O Fed de San Francisco também fez pouco para restringir os excessos e abusos dos bancos a que fiscalizava, entre os quais o Wells Fargo e o Countrywide Financial, duas das maiores instituições de crédito hipotecário dos Estados Unidos. O desempenho de sua unidade não foi pior que o das demais unidades regionais, no entanto. E todas recebiam ordens do conselho do Fed, que havia promulgado instruções de que não deveria haver investigação quanto às divisões de crédito imobiliário "subprime" [de alto risco] em bancos como o Wells Fargo.

Ainda que Yellen não tivesse papel formal de fiscalização financeira, ela solicitava briefings mensais sobre o assunto e buscou alertar Washington. Mas não tentou pressionar unilateralmente as instituições financeiras. "Honestamente não sei se era algo que poderíamos ter feito", ela disse à Comissão de Inquérito sobre a Crise Financeira, em 2010. "Não creio que acreditássemos ter o poder necessário a isso".
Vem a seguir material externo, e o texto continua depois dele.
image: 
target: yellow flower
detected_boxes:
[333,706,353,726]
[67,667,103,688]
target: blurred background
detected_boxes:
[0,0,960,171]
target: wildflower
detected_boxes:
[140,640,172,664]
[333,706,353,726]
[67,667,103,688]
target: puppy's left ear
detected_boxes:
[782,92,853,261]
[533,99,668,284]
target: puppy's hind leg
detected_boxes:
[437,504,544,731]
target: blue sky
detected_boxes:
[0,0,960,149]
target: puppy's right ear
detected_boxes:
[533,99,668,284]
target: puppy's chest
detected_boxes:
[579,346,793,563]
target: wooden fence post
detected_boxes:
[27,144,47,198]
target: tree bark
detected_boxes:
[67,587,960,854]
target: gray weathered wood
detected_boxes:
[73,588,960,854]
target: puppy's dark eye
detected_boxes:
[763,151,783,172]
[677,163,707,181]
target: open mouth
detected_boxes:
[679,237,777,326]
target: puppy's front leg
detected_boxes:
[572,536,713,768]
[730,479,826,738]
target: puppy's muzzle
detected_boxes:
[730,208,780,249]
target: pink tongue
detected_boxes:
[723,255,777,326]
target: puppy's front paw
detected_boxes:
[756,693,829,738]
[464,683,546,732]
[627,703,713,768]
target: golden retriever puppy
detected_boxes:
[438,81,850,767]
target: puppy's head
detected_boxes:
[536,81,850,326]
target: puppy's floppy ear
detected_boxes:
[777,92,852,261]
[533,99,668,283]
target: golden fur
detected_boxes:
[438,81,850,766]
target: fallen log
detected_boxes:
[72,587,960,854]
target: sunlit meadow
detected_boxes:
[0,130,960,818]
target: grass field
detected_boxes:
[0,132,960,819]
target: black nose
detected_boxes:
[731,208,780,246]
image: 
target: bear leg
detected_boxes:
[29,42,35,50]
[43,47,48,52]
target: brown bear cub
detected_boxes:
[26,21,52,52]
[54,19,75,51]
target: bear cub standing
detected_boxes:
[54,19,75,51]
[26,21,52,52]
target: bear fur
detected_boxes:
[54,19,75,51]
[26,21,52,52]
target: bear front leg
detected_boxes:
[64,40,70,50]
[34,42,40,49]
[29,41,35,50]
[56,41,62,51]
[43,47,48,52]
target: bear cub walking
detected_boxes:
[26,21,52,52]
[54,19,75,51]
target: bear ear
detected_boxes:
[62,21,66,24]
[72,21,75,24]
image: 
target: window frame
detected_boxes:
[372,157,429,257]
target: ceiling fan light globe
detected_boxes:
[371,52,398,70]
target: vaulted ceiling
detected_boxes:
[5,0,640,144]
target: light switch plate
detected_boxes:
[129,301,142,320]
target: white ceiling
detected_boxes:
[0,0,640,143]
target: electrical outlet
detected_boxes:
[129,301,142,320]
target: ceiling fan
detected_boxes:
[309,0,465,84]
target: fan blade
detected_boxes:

Ela continuava a não ter posição central quando a crise começou. Funcionários do Fed de Nova York e em Washington, liderados por Bernanke e Tim Geithner, administraram os esforços para evitar o colapso. Mas depois da eleição de Obama, Yellen sabia que seria chamada a Washington. Um amigo recorda que, em dado momento, quando surgia o assunto, Yellen parou de dizer que "isso é inconcebível" e passou a dizer "nossa, era bem o que eu precisava, agora".

Em abril de 2012, Yellen disse a uma plateia em Nova York que o Fed não havia feito o bastante para estimular a economia depois da grande recessão. Yellen, como a maioria dos dirigentes do Fed, havia subestimado a profundidade da recessão e superestimado o vigor da recuperação. O discurso foi parte de uma campanha de meses de duração, a maior parte da qual conduzida nos bastidores da instituição, para convencer seus colegas de que o Fed tanto devia quanto podia fazer mais.

Mas alguns funcionários do Fed expressavam ceticismo sobre a capacidade do banco central para oferecer assistência adicional, ou preocupações quanto ao potencial custo dessas medidas. Nos meses posteriores ao seu discurso de abril, a defesa das medidas de assistência por Yellen contrastou fortemente com as visões do mais recente acadêmico a chegar ao conselho do Fed, o economista Jeremy Stein, de Harvard, que começou a expressar publicamente sua preocupação com a possibilidade de que os esforços do banco central desestabilizassem os mercados financeiros.

As opiniões de Yellen prevaleceram, até o momento. Ela não é amiga pessoal de Bernanke, mas os dois se respeitam e em geral concordam quanto à política econômica, de acordo com pessoas que conhecem bem o relacionamento entre eles. Em companhia de diversos aliados, eles criaram consenso no final de 2012 em torno da expansão das duas principais campanhas do Fed pela criação de empregos: mais aquisições de ativos e um compromisso prolongado para com as taxas de juro baixas.

No mês passado, a despeito da crescente pressão interna pela redução na escala mensal de compra de títulos, Yellen e seus aliados voltaram a vencer. O Fed surpreendeu os investidores ao anunciar que postergaria o início da redução em suas compras de ativos, porque a retomada da crise fiscal episódica que aflige Washington uma vez mais está ameaçando a recuperação econômica.

A posição do Fed desapontou alguns observadores que acreditam que ação mais forte é necessária para reduzir o desemprego, e rapidamente, enquanto outros observadores temem que o Fed já tenha exaurido toda a sua capacidade.

Os pronunciamentos inconsistentes e ocasionalmente contraditórios de dirigentes do Fed nos últimos meses também despertaram a ira dos investidores, que consideram a nova transparência do Fed como mais confusa do que a opacidade que o banco central exercitava no passado.